I actually think one of the main drivers will be the management aspect - IDS/IDS implementations tend to be underutilized because of the difficulty in tuning / managing them, and Cisco has gone through several different approaches to IDS management. From the old days of CSPM to VMS and now CSM, it seems that it is still a challenge to present an interface that customers find intuitive or at least usable, and Cisco has always separated the configuration piece from the management piece (or at least the configuration and logging, i.e., IDM and IEV). Folding the security into the network fabric and this the security management into the network management products may be an issue. I think from a security management perspective several vendors are starting to move towards a more "solutions-oriented" approach - i.e., for Cisco shops the direction is to have everything security related report to MARS for correlation and CSM for the configuration/provisioning. I would welcome the addition of the sourcefire technology, but it is hard to say if they would view the benefits of the Sourcefire IDS technology as outweighing the issues of folding in the competitive Sourcefire SEM technology with the MARS product.
Anonymous said…
If we can not speak of trust in absolutes, then that leaves relative trust. The moment one can make a statement about trustworthiness of host security that outweighs network security, then it should become incorportated into the network, even to supplement edge security.
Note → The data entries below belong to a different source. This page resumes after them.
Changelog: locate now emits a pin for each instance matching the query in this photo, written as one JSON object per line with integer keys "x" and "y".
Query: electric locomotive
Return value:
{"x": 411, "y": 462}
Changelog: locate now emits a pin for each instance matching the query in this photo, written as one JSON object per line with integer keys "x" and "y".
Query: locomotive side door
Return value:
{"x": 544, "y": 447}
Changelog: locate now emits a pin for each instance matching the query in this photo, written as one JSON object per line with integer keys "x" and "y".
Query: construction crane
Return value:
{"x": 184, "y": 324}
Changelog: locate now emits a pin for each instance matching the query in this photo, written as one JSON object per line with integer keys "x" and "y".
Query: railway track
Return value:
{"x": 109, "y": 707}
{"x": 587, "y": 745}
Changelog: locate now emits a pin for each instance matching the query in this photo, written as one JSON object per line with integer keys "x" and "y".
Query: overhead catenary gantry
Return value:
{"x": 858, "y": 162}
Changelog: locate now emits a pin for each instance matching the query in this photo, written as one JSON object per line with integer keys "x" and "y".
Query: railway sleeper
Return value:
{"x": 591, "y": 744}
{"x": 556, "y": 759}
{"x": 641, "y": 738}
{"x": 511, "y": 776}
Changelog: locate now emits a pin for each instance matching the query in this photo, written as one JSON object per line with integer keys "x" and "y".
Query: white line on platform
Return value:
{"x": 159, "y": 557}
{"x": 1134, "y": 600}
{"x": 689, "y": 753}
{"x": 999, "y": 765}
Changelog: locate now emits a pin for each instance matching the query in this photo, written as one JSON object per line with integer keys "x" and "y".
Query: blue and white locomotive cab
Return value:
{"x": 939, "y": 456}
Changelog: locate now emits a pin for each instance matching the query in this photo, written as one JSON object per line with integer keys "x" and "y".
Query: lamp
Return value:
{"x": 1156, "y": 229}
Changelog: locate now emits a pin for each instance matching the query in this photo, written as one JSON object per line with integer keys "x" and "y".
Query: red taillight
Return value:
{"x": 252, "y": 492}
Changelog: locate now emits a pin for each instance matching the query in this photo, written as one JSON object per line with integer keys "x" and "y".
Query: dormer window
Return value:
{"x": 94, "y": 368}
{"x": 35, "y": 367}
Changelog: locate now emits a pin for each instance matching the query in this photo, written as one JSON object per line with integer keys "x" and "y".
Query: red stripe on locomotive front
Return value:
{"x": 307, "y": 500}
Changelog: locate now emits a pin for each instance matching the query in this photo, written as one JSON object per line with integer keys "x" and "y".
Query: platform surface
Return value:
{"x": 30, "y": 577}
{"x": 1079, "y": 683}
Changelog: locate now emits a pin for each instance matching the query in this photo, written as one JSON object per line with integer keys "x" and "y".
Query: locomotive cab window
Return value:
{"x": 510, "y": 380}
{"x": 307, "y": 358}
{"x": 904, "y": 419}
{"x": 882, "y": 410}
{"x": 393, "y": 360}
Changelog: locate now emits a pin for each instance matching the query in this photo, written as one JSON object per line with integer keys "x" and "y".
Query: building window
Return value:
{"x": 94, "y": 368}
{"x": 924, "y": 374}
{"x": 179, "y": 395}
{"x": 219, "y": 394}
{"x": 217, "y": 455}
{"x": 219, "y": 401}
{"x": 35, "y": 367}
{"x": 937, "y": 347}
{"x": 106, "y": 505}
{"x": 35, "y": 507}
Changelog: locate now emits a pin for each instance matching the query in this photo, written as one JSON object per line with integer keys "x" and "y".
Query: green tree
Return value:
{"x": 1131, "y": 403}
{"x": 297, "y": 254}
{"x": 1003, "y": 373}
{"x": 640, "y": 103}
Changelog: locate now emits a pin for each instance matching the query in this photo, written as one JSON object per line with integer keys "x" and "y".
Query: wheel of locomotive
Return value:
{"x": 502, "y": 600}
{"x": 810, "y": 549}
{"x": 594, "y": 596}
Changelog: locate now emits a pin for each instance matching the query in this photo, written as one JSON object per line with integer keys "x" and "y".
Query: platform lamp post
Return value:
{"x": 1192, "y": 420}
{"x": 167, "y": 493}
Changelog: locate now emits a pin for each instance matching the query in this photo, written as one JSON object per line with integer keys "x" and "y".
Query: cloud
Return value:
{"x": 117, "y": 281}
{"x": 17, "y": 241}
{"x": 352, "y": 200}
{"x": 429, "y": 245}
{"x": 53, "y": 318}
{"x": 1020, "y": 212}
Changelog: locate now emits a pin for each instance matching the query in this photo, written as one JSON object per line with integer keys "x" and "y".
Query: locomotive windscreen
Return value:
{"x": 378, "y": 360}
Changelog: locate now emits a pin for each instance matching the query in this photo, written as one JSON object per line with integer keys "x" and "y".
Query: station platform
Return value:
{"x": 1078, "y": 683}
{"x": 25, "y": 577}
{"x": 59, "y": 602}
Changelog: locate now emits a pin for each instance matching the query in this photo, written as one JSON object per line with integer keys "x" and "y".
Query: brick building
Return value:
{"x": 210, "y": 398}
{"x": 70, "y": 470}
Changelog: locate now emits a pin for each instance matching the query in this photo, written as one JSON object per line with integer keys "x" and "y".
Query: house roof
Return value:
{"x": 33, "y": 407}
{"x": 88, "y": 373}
What is to say that you can trust independent network devices any more than a host based security model; each of them is a potential attack vector in its own right.
Anonymous said…
Richard

I'm going to defend radware here.

Maybe you didn't see them deployed at your customers but I do think they are worth looking at.
Most vendors are still taking the signature approach (disregarding signature/vulnerability filter discussion here).
I do admit that radware is weak at doing
this, but their BDOS module actualy performs quite well wheras the anti-dos capabilities of the other vendors are mostly limited to nothing or to syn cookies.
Dustin said…
On Cisco IDS/IPS, hasn't it come some way though? I do know that full content data (must be enabled) is collected w/ the AIP-SSM IPS modules. If you leave the add-ons out of the picture (RNA, MARS), then it seems to me that Cisco is pretty competitive w/ Sourcefire.

Richard: Have you dealt at all w/ Cisco IDS/IPS products lately?